En face, "SNC Lavalin ne gère que des petits aéroports", note un observateur hostile à l'offre du groupe canadien avec les Chinois. Au-delà, c'est le projet de développement du consortium sino-canadien qui interpelle. Ce dernier le fait reposer sur l'ouverture de vols par des compagnies chinoises entre la Chine (et en particulier Shenzen) et Toulouse pour faire de la Ville Rose un point d'entrée en Europe pour une clientèle "touristique chinoise de qualité et de les faire transiter ensuite vers d'autres villes en France et en Europe", explique un connaisseur de l'offre sino-canadienne.

Les Chinois veulent développer des lignes entre la Chine et Toulouse

Une offre qui permettrait selon lui de susciter un développement des lignes de la part d'autres compagnies, "faisant de Toulouse une sorte de hub". "Toulouse n'a pas le potentiel d'un hub, ne serait-ce que par sa situation géographique excentrée en Europe" explique un expert.

Un tel projet comporte par ailleurs son lot d'incertitudes puisqu'il suppose que le consortium parvienne à convaincre les compagnies chinoises de desservir Toulouse. Ce qui est loin d'être évident. D'autant plus que deux des plus grosses compagnies chinoises China Eastern, et China Southern sont partenaires d'Air France sur les vols entre la Chine et Paris. Et disposent déjà à Roissy d'une offre de vols en correspondances très étoffée. Par ailleurs, pour une desserte de Toulouse, les compagnies chinoises devront obtenir des droits de trafic (autorisations de vols) entre la France et la Chine.
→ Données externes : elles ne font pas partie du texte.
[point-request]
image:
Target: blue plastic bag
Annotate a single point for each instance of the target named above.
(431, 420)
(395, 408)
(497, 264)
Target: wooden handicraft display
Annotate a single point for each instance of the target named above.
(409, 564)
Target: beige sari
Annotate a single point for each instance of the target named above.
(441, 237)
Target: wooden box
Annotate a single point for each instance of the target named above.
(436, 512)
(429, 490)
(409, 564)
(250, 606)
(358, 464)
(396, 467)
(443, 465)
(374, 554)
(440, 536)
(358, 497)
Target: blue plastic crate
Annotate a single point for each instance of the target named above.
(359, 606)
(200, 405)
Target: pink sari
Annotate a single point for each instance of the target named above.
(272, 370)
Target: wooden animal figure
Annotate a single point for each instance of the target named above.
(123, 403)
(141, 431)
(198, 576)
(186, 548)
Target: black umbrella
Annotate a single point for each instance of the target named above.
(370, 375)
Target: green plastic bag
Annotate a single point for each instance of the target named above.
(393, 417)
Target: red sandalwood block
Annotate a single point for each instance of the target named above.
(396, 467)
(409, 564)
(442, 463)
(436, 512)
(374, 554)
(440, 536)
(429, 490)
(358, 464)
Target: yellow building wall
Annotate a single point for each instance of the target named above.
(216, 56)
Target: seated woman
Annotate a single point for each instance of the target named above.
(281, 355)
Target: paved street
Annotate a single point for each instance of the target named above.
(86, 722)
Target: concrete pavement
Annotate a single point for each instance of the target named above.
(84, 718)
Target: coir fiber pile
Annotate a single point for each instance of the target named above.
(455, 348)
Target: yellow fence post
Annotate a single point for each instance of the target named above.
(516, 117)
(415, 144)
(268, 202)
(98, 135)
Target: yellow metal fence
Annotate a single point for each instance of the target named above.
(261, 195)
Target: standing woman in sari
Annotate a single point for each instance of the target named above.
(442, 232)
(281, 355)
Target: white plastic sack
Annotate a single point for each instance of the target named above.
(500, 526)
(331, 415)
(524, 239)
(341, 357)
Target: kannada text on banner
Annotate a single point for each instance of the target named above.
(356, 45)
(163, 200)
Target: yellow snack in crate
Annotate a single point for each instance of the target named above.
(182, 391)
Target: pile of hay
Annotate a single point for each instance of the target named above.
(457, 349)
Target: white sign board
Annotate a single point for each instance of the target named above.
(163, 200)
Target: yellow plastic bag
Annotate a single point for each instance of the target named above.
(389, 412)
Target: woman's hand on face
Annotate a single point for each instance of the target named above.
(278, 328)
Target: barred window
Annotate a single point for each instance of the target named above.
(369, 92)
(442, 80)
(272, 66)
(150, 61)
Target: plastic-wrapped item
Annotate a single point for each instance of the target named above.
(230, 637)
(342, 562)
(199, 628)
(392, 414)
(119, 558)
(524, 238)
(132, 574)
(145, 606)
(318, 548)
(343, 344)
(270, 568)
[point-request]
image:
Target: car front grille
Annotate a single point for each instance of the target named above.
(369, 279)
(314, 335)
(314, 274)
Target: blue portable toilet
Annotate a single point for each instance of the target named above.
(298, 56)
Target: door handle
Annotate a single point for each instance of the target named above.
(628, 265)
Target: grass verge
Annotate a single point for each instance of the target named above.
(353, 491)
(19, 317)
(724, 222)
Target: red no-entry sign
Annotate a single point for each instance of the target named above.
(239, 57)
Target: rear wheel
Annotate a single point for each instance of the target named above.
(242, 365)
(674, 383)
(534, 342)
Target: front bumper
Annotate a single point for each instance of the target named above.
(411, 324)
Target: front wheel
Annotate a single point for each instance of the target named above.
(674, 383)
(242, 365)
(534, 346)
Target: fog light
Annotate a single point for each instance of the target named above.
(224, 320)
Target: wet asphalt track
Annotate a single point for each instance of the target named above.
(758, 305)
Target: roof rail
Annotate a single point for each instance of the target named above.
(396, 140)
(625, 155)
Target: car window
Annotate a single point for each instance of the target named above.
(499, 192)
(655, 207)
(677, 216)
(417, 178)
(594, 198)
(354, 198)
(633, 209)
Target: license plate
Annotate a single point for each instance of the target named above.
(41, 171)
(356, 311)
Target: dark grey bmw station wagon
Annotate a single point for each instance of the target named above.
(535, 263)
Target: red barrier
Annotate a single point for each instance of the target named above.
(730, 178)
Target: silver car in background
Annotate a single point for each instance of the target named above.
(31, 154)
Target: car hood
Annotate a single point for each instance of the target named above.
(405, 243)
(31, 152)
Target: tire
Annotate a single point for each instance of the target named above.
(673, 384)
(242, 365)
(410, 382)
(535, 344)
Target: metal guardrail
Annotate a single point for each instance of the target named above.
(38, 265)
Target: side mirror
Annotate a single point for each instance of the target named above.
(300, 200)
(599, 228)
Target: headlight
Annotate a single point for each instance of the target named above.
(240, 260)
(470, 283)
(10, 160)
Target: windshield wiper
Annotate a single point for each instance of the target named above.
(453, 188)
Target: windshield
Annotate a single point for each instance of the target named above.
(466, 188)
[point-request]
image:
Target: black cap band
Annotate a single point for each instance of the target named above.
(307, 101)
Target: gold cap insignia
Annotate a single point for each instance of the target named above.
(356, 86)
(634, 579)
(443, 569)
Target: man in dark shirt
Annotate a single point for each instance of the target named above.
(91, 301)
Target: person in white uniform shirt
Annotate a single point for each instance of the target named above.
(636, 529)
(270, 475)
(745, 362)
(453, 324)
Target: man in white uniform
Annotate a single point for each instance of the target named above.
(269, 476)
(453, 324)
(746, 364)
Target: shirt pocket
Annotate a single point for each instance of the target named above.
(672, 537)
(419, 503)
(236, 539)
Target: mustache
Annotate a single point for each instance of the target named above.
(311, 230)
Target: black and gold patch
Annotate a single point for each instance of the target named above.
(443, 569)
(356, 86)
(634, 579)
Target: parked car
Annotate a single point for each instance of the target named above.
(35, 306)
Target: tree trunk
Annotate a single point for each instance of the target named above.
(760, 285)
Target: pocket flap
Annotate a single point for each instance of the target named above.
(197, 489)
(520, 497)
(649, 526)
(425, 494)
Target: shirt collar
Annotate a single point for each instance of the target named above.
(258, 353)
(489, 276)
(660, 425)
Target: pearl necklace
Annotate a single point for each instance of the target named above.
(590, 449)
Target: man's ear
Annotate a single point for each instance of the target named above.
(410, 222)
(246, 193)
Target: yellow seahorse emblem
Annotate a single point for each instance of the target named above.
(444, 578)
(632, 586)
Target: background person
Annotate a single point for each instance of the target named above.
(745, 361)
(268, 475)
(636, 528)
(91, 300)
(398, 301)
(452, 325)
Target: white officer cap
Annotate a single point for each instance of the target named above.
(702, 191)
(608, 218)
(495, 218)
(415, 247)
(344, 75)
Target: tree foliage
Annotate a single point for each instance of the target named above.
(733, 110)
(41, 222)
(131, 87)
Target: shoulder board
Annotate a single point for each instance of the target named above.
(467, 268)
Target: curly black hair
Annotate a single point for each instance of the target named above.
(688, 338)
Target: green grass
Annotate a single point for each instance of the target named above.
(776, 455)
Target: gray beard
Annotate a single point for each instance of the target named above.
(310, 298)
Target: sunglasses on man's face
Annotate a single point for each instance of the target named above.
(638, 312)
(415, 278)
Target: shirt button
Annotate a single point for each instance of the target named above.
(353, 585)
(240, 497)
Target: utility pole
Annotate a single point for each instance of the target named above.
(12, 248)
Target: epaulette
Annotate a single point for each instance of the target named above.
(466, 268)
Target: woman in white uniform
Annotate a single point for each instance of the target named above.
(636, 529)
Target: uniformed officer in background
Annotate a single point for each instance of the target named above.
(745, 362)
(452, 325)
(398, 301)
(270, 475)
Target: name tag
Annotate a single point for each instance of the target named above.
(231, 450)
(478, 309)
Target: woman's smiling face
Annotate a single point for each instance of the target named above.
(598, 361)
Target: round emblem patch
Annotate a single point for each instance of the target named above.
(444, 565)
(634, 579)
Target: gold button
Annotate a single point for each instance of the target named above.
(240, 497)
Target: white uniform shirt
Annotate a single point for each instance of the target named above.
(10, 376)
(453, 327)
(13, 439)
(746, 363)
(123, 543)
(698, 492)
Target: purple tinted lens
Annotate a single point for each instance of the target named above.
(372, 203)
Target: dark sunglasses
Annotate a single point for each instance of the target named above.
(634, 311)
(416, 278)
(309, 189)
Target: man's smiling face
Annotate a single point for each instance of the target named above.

Les trois projets vont être présentés aux collectivités locales qui donneront un avis. L'agence de participations de l'Etat (APE) devrait trancher d'ici à 15 jours. L'opérateur retenu rachètera 49,99% du capital de l'aéroport détenu à 60% par l'Etat, avec une option de vente pour les 10,01% restants. Aujourd'hui les autres actionnaires de l'aéroport toulousain sont la Chambre de commerce et d'industrie de Toulouse (25%), la Région Midi-Pyrénées (5%), le Département de Haute-Garonne (5 %) et Toulouse Métropole (5 %).